Introduction

I thought I should try patent analysis at the same time, so I decided to try it. Specifically, when it comes to patent analysis, for example, there is a plot like the one below. (The figure is taken from J-STORE Manual) The vertical axis shows the patent applicant, the horizontal axis shows the year when the patent was issued, and the size of the circle shows the number of patents, which is called a bubble chart.
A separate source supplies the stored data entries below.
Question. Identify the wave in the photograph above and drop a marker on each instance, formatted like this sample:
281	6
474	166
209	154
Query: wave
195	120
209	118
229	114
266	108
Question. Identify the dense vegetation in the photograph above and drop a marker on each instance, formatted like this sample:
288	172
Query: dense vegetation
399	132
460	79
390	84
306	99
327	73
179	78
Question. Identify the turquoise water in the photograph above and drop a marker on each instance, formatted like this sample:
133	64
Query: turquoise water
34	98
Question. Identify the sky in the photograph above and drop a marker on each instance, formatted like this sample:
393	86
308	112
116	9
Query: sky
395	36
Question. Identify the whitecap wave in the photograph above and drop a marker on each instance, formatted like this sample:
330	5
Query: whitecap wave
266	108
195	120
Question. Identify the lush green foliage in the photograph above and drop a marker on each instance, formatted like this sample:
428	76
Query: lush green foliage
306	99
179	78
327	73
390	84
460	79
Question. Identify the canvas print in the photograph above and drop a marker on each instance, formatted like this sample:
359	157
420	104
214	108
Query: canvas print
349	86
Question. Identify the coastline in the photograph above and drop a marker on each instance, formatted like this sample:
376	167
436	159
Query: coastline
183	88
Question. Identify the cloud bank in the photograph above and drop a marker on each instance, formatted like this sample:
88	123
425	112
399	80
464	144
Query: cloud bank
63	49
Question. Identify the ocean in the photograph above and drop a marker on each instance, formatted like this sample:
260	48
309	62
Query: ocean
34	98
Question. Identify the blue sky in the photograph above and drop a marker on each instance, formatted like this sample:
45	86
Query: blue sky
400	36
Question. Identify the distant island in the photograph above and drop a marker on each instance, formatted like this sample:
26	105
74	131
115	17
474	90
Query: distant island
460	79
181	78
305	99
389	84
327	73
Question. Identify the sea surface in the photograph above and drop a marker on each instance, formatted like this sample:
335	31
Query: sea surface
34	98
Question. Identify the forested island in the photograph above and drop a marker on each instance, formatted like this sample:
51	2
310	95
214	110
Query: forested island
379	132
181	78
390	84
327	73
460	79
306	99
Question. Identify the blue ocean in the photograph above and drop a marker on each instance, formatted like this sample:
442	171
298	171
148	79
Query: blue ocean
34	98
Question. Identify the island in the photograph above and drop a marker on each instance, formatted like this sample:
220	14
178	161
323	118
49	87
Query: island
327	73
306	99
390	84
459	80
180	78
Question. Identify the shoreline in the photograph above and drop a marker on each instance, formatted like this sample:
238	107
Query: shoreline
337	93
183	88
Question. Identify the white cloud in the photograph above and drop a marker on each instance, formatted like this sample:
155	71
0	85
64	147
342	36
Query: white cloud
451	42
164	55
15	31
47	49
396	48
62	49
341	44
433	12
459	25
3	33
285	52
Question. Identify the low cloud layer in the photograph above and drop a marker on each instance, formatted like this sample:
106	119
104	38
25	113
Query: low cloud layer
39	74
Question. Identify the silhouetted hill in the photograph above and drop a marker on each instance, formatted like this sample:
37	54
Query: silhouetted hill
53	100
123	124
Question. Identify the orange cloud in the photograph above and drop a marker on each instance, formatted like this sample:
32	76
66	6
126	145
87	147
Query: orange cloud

There is something in the world that makes such plots for a fee.

This time, by searching for patent documents using the free patent database J-PlatPat and processing the results in Python. I would like to make a plot like this.

What is J-PlatPat?

According to wikipedia,

The Japan Platform for Patent Information (Japan Platform for Patent Information) is related to industrial property rights such as patents, utility models, designs and trademarks operated by the National Center for Industrial Property Information and Training (INPIT). This is a database that allows you to search and inquire about industrial property gazettes, etc. for free.

... apparently ... The important thing here is that it doesn't cost money to use, but there are many restrictions on how it's free, and you risk being indignant if you touch it easily.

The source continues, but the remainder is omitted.